On the eve of the governor’s summit, backers of a major power-plant proposal said they would suspend development activities for an 800-megawatt coal-fired plant proposed by four city-owned utilities including the one serving the state capital, Tallahassee. (One megawatt can power 500 to 1,000 homes.) The backers cited environmental issues.

That decision followed the rejection by the utility commission of a proposal by Florida Power & Light Co., a unit of FPL Group Inc., to build a 1,960-megawatt coal plant in Glades County, Fla. The commission found that the plant was cost effective in fewer than half the scenarios examined. One reason for its poor showing is uncertainty about the future cost to curb carbon dioxide pollution. Coal plants emit more than twice as much carbon dioxide per unit of electricity produced as natural-gas-fired plants, but there’s no cheap, easy way to capture and dispose of the greenhouse gas.

Even proposals to build so-called “clean coal” plants have been met with skepticism. This new technology, which primarily involves converting coal into a combustible gas for electricity generation, has been touted as a solution to coal’s global-warming problems.

A hearing judge at the Minnesota Public Utilities Commission is urging commissioners to reject a plan for Northern States Power Co., a unit of Xcel Energy Inc., Minneapolis, to buy about 8% of its electricity from a coal-gasification power plant that was proposed by Excelsior Energy Inc., Minnetonka, Minn. The judge concluded the 600-megawatt Excelsior plant wouldn’t be a good deal for consumers.

The judge concluded it would cost an extra $472.3 million, in 2011 dollars, to make the power plant capable of capturing about 30% of its carbon dioxide emissions, and another $635.4 million to build a pipeline to move the greenhouse gas to the nearest deep geologic storage in Alberta, Canada. Thus, $1.1 billion in pollution controls had the potential to inflate the cost of power coming from the plant by $50 a megawatt hour, making electricity from Excelsior twice as costly as power from many older coal-fired plants that simply vent their carbon dioxide. The recommendation will be considered by the commission on Aug. 2.

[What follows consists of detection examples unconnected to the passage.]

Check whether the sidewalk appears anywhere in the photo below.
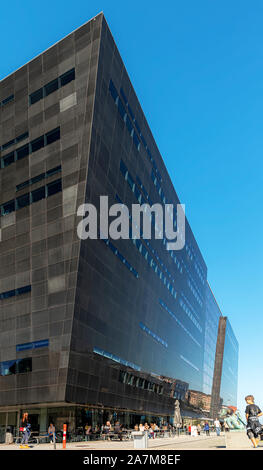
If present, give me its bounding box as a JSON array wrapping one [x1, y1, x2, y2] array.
[[0, 434, 225, 451], [225, 431, 263, 451]]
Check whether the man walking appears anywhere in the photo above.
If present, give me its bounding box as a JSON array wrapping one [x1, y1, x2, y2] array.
[[214, 418, 221, 436]]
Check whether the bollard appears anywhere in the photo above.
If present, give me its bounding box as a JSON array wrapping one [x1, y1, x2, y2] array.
[[63, 424, 67, 449]]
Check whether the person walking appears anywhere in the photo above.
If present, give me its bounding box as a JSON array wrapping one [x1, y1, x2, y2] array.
[[47, 423, 56, 444], [104, 421, 112, 441], [214, 418, 221, 436], [245, 395, 263, 449], [114, 421, 122, 441], [224, 421, 229, 432], [19, 413, 31, 449], [204, 421, 210, 436], [85, 424, 92, 441]]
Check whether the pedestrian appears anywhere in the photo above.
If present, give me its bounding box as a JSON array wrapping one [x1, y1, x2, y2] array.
[[85, 424, 92, 441], [224, 421, 229, 432], [19, 413, 31, 449], [214, 418, 221, 436], [47, 423, 56, 444], [204, 421, 210, 436], [245, 395, 263, 449], [104, 421, 112, 441], [114, 421, 122, 441]]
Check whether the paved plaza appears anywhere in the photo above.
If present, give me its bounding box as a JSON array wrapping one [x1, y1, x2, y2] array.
[[0, 431, 263, 451]]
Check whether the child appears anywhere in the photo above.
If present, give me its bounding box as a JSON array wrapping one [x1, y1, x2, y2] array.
[[245, 395, 263, 449]]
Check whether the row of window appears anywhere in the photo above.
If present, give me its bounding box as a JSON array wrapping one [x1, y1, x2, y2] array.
[[109, 80, 140, 150], [109, 80, 162, 181], [180, 354, 199, 372], [93, 348, 141, 371], [132, 238, 177, 299], [0, 95, 15, 107], [120, 160, 166, 245], [1, 127, 60, 168], [0, 286, 31, 300], [179, 299, 202, 333], [139, 322, 168, 348], [116, 194, 177, 299], [151, 171, 205, 285], [119, 370, 163, 395], [0, 357, 32, 376], [181, 292, 200, 320], [183, 263, 204, 303], [0, 132, 29, 150], [29, 68, 75, 105], [16, 165, 61, 191], [16, 339, 49, 352], [101, 238, 139, 279], [120, 160, 183, 278], [194, 262, 206, 284], [187, 279, 203, 307], [0, 178, 62, 216], [159, 299, 201, 347]]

In the West, Washington has followed California in prohibiting utilities from entering into arrangements to obtain electricity from plants that aren’t as clean as modern gas-burning plants. The intent is to discourage construction of conventional coal-fired plants anywhere in the region.

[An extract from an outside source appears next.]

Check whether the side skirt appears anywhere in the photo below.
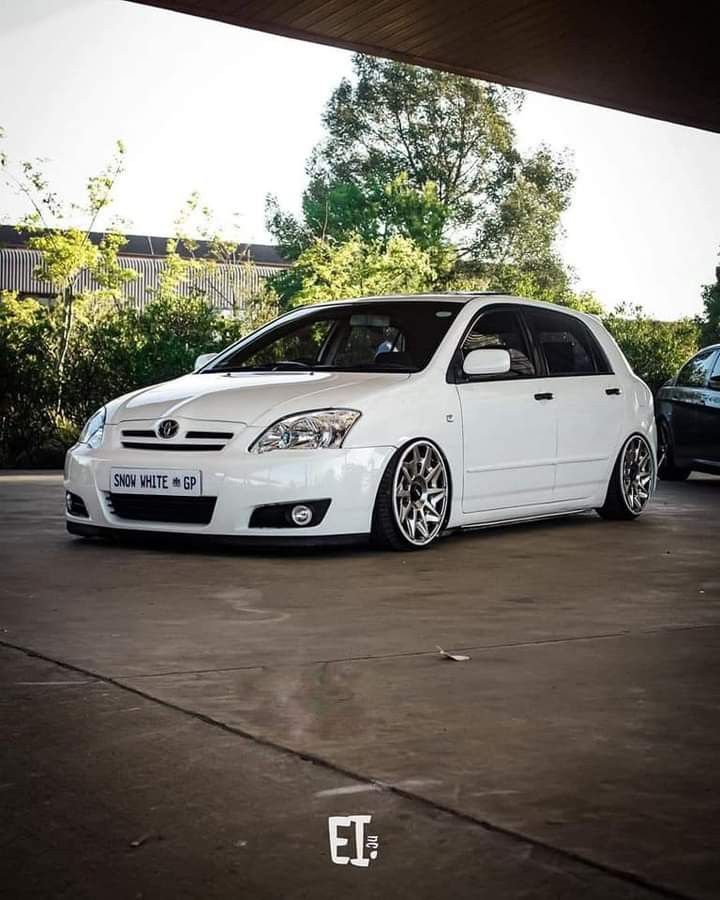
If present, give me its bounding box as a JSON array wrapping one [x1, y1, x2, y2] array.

In January, Oregon utility regulators blocked PacifiCorp., a unit of Berkshire Hathaway Inc., from a plan to charge Oregon consumers for part of the cost of building new coal plants outside the state, saying Oregonians didn’t need the power.

Even in states where coal projects are going forward, they are happening more often with a nod to environmental concerns. Xcel Energy, through its Public Service of Colorado unit, has agreed to obtain 775 megawatts worth of wind power to supplement the power that will come from a 750 megawatt coal plant it is building near Pueblo, Colo. It also has agreed to install more pollution controls at existing units, and to cut energy demand by more than 300 megawatts in coming years.

“It will change their portfolio in a fundamental way,” says Vickie Patton, senior attorney for environmental group Environmental Defense in Colorado.

Rising construction costs are another reason that the future looks murky for big coal burners. Duke Energy Inc. created a stir eight months ago when it announced that the expected cost of a new twin-unit power plant in North Carolina had ballooned to about $3 billion, up 50% from about 18 months earlier. That run up in cost and other factors compelled the North Carolina Utilities Commission to nix one of the two proposed units.

The coal industry is looking for ways to make its product more palatable. Earlier this week, Peabody Energy and ConocoPhillips said they are exploring the possibility of constructing a coal-gasification plant at a mine in Illinois, Indiana or Kentucky that would convert coal into 50 billion to 70 billion cubic feet of pipeline-quality synthetic gas a year. It said it would have its analysis completed in early 2008. It would be cost competitive at $5 to $6 per million British thermal units, which is less than today’s prices.